How Upgrading from JDK 8 to JDK 11 Boosts Performance and Unlocks New Java Features

Background

The author records the practical process of upgrading from JDK 8 to JDK 11, describing why the upgrade is needed.

Performance – JDK 11’s G1 GC offers much higher throughput and lower memory footprint compared with JDK 8.

Version compatibility – Spring Boot 2.7.x and later no longer support Java 8; many middleware components have dropped JDK 8 support.

Industry trend – JDK 11 (LTS) is now the mainstream choice in the Java community.

Pre‑upgrade Considerations

JDK 11 introduces many breaking changes; complex codebases may face compatibility problems such as third‑party libraries not supporting the new version.

Some APIs deprecated in Java 8 (e.g., parts of sun.misc.Unsafe) have been removed, requiring code modifications.

Extensive validation is required because many issues only surface at runtime.

Upgrade Process

Steps include downloading the appropriate JDK 11 distribution, configuring the IDE to use JDK 11, and updating the build files.

<maven.compiler.target>11</maven.compiler.target>
<maven.compiler.source>11</maven.compiler.source>
<java.version>11</java.version>
<spring-boot.version>2.1.6.RELEASE</spring-boot.version>
<lombok.version>1.18.12</lombok.version>

Minimum versions for key components:

spring‑boot: 2.1.x (supports JDK 11)

spring: 5.1.x

idea: 2018.2

maven: 3.5.0

lombok: 1.18.x

netty: ≥ 4.1.33.Final (otherwise off‑heap memory grows)

apache‑common‑lang3: 3.12.0

Common Issues and Solutions

Deprecated auto‑configuration – Spring Boot 2.0+ removed the global security auto‑configuration; configure Actuator security manually.

Missing dependencies – Add explicit versions for removed modules (e.g., javax.xml.soap, jaxb, hibernate-validator).

Remote debugging – JDK 9+ binds JDWP to localhost by default; set address=*:8000 or 0.0.0.0:8000 to enable remote debugging.

Maven compiler plugin – Upgrade to the latest version and set

<maven.compiler.source>11</maven.compiler.source>

and

<maven.compiler.target>11</maven.compiler.target>

.

Spring / Spring Boot versions – Spring 5.1+ and Spring Boot 2.1+ support JDK 11; upgrade to the newest releases.

Netty – Upgrade to ≥ 4.1.33.Final to avoid excessive off‑heap memory usage.

Lombok – Use the latest Lombok version (e.g., 1.18.24) after moving to JDK 11.

Security starter – Use the 2.x series of security-spring-boot-starter for Spring Boot 2.

Application Deployment

Switch to the G1 garbage collector and tune JVM options:

# Use G1 GC
SERVICE_OPTS="${SERVICE_OPTS} -XX:+UseG1GC -XX:+UseVtableBasedCHA -XX:+UseCompactObjectHeaders"
SERVICE_OPTS="${SERVICE_OPTS} -XX:G1HeapRegionSize=8m"
SERVICE_OPTS="${SERVICE_OPTS} -XX:G1HeapWastePercent=2"
SERVICE_OPTS="${SERVICE_OPTS} -Xlog:gc*:/home/admin/logs/gc.log:time"
# Adjust processor count if needed
if [ -n "$AJDK_MAX_PROCESSORS_LIMIT" ]; then
    SERVICE_OPTS="${SERVICE_OPTS} -XX:ActiveProcessorCount=$AJDK_MAX_PROCESSORS_LIMIT"
fi

GC Tuning

G1 is largely self‑tuning, but the following parameters may be adjusted for specific workloads: -XX:MaxGCPauseMillis=N – Target pause time (default 200 ms).

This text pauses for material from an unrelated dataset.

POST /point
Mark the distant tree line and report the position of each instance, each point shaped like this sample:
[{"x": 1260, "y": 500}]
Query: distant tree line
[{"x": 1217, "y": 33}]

Setting it too low can increase GC frequency. -XX:InitiatingHeapOccupancyPercent=N and -XX:-G1UseAdaptiveIHOP – Control when mixed GC starts; useful for large heaps. -XX:G1HeapRegionSize – Typically 8 MiB–32 MiB for e‑commerce workloads. -XX:G1HeapWastePercent – Default 5 %; reducing to 2 % can improve throughput for large heaps. -XX:G1MixedGCCountTarget – Default 8; increasing it spreads mixed‑GC work over more cycles.

Upgrade Effects

Performance measurements show significant improvements after switching to JDK 11 + G1:

GC pause times for Young GC dropped from 7.4 ms (JDK 8 + CMS) to 3.74 ms (JDK 11 + G1), a 49.5 % reduction, while overall throughput increased by about 50 %.

JDK 11 New Features

String enhancements

String str = " i am lzc ";
bool isBlank = str.isBlank(); // false
bool isEmpty = str.isEmpty(); // false
String stripped = str.strip(); // "i am lzc"
String repeated = str.repeat(2); // " i am lzc  i am lzc "
long lineCount = str.lines().count(); // 1

Files API enhancements

Path filePath = Files.writeString(Path.of("/temp/a.txt"), "Sample text");
String content = Files.readString(filePath);
System.out.println(content.equals("Sample text")); // true

Stream API enhancements

long count = Stream.ofNullable(null).count(); // 0
List<Integer> dropped = Stream.of(1,2,3,2,1).dropWhile(n -> n < 3).toList(); // [3,2,1]
List<Integer> taken = Stream.of(1,2,3,2,1).takeWhile(n -> n < 3).toList(); // [1,2]

Collection factory methods

List<Integer> list = List.of(1,3,5,7);
List<Integer> copy = List.copyOf(list);
Map<Integer,String> map = Map.of(1,"a",2,"b",3,"c");
Map<Integer,String> mapCopy = Map.copyOf(map);

Optional enhancements

Object v = Optional.ofNullable(null).orElseThrow(); // throws NoSuchElementException
Optional.ofNullable(null).ifPresentOrElse(System.out::println, () -> System.out.println("Data missing"));
Object fallback = Optional.ofNullable(null).or(() -> Optional.of("fallback")).get(); // "fallback"
System.out.println(fallback);

HttpClient (standard)

HttpClient client = HttpClient.newHttpClient();
HttpRequest request = HttpRequest.newBuilder().uri(URI.create(uri)).build();
client.sendAsync(request, HttpResponse.BodyHandlers.ofString())
      .thenApply(HttpResponse::body)
      .thenAccept(System.out::println)
      .join();
HttpResponse<String> response = client.send(request, HttpResponse.BodyHandlers.ofString());
System.out.println(response.body());